Le président de la Commission européenne, Jean-Claude Juncker et le chancelier autrichien Werner Faymann ont convenu que «les barrières n'ont pas leur place en Europe», lors d'un entretien téléphonique mercredi, a indiqué une porte-parole de la Commission à Bruxelles.

Cette conversation téléphonique a fait suite aux propos de la ministre autrichienne de l'Intérieur, Johanna Mikl-Leitner, membre du parti conservateur, qui a annoncé que son pays allait édifier une barrière le long de sa frontière avec la Slovénie, également membre de l'Union européenne, pour contrôler le flux de migrants.
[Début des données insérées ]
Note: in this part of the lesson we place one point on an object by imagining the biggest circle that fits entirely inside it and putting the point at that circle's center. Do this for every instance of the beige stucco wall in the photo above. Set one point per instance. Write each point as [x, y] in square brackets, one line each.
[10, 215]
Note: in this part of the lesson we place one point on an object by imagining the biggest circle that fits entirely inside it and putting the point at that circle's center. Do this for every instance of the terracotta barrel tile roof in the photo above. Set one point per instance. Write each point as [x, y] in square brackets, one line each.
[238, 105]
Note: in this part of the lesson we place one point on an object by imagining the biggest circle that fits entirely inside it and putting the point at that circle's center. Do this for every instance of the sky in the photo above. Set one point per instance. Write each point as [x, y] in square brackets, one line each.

Le chancelier Werner Faymann appartient, lui, au Parti social-démocrate.

Selon la porte-parole de la Commission européenne, Natasha Bertaud, les deux dirigeants ont également convenu qu'«il fallait mettre en oeuvre immédiatement les décisions prises» dimanche à Bruxelles, lors d'un mini-sommet consacré à la crise migratoire dans les Balkans occidentaux, «afin d'éviter une tragédie humaine».

L'Union européenne avait notamment annoncé lors de ce mini-sommet la création de 100.000 places d'accueil pour les réfugiés, dont 50.000 en Grèce et l'autre moitié le long de la route des Balkans, en coordination avec l'ONU.

La forme et le calendrier d'installation de la «barrière» autrichienne, qui serait une première dans la zone Schengen de libre circulation, n'ont pas été précisés mais la ministre de l'Intérieur, Johanna Mikl-Leitner, s'est défendue de vouloir stopper les migrants.